Overall, the API server plays a critical role in the Kubernetes architecture, providing a unified interface for managing the cluster and ensuring that all components can communicate with each other and with the cluster as a whole.

  1. Launch 2 instances master and worker, in this installation guide we will be installing kubeadm so we need atleast t2.medium for master meanwhile worker node can be t2.micro.

  1. Install docker on both master and worker node.

sudo apt install docker.io -y

sudo systemctl start docker

sudo systemctl enable docker

  1. To install kubeadm run below commands and fetch its package from the internet on both master and worker node.

    1.   sudo curl -fsSLo /usr/share/keyrings/kubernetes-archive-keyring.gpg https://packages.cloud.google.com/apt/doc/apt-key.gpg
      
        echo "deb [signed-by=/usr/share/keyrings/kubernetes-archive-keyring.gpg] https://apt.kubernetes.io/ kubernetes-xenial main" | sudo tee /etc/apt/sources.list.d/kubernetes.list
      
        sudo apt update -y
      

      master :-

      master

      worker :-

      4. Install Kubeadm,Kubectl and Kebelet in both master and worker node.

        sudo apt install kubeadm=1.20.0-00 kubectl=1.20.0-00 kubelet=1.20.0-00 -y
      

      master :-

      worker :-

      5. To connect master and worker run following commands on master only.

      1.   sudo su
        
          kubeadm init
        

      2. To start using your cluster, you need to run the following on master as a regular user (i.e no root access)

          mkdir -p $HOME/.kube sudo cp -i /etc/kubernetes/admin.conf $HOME/.kube/config sudo chown $(id -u):$(id -g) $HOME/.kube/config
        

        Alternatively, if you have root access, you can run the following.

          export KUBECONFIG=/etc/kubernetes/admin.conf
        

      3. Finish the master Setup using the following Command.

          kubectl apply -f https://github.com/weaveworks/weave/releases/download/v2.8.1/weave-daemonset-k8s.yaml
        

      4. Use the following command on master to create token for connection with worker node.

          kubeadm token create --print-join-command
        

      5. Now in worker node use the reset the checks command as following.

          kubeadm reset pre-flight checks
        

      6. Now add port 6443 in edit inbound rules in worker node before connecting.

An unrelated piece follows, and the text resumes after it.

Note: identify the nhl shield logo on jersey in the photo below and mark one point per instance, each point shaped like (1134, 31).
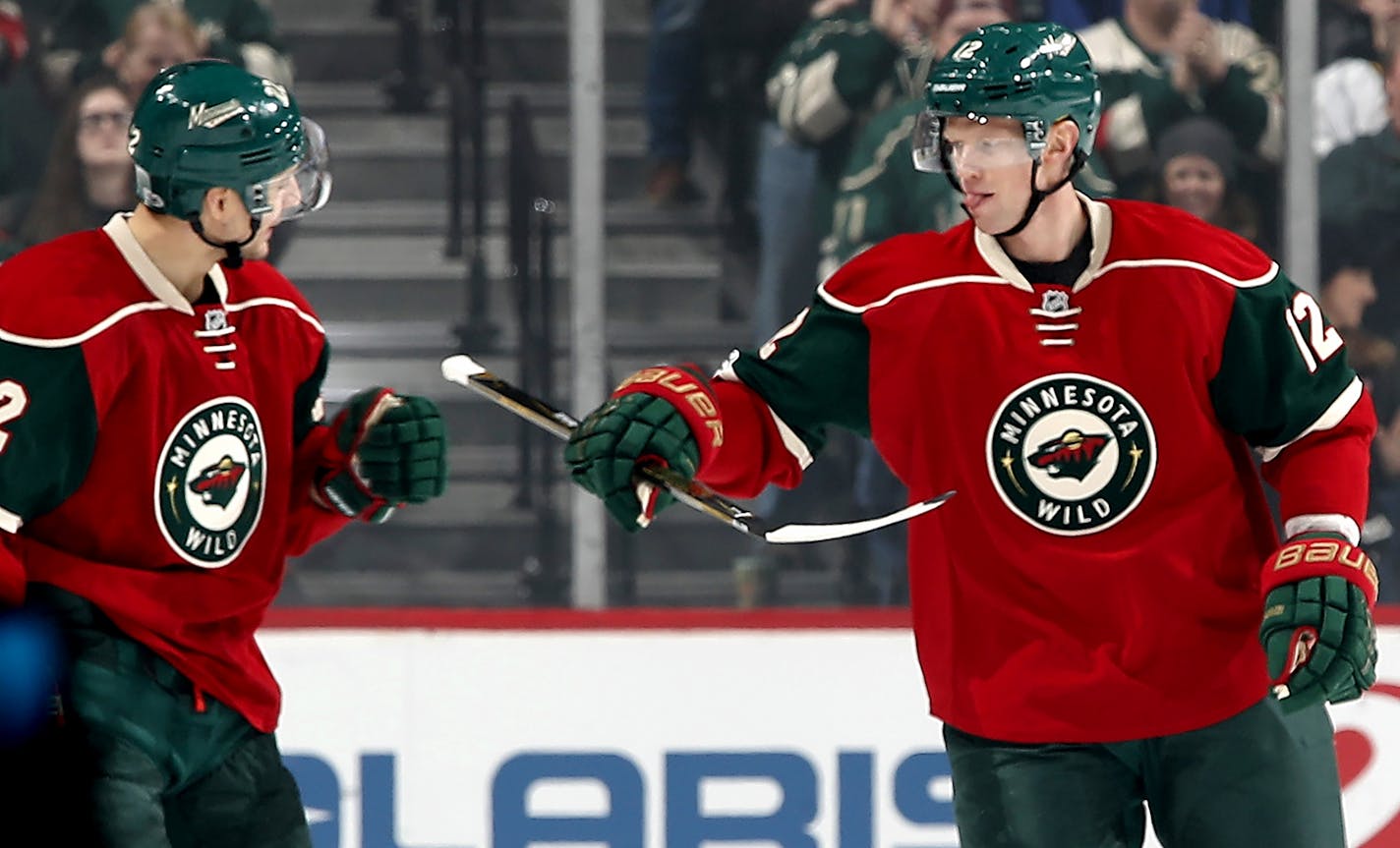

      7. Copy the token generated in master and paste it in worker node with --v=5 in the end.

      8. Verify the connection by running kubectl get nodes in master.

         kubectl gets nodes
        

      9. If u get this error The connection to the server localhost:8080 was refused – did you specify the right host or port? use below command to fix(on master).

         cp /etc/kubernetes/admin.conf $HOME/
         chown $(id -u):$(id -g) $HOME/admin.conf
         export KUBECONFIG=$HOME/admin.conf
        

Creating first NGINX pod

  • Use below command to create the nginx pod on master node.

        kubectl run nginx --image=nginx
    

  • Verify if container is created in worker node using docker ps command.

  • To delete this pod use the following command in master node.

        kubectl delete pod nginx
    

  • To verify deletion again use docker ps in worker node.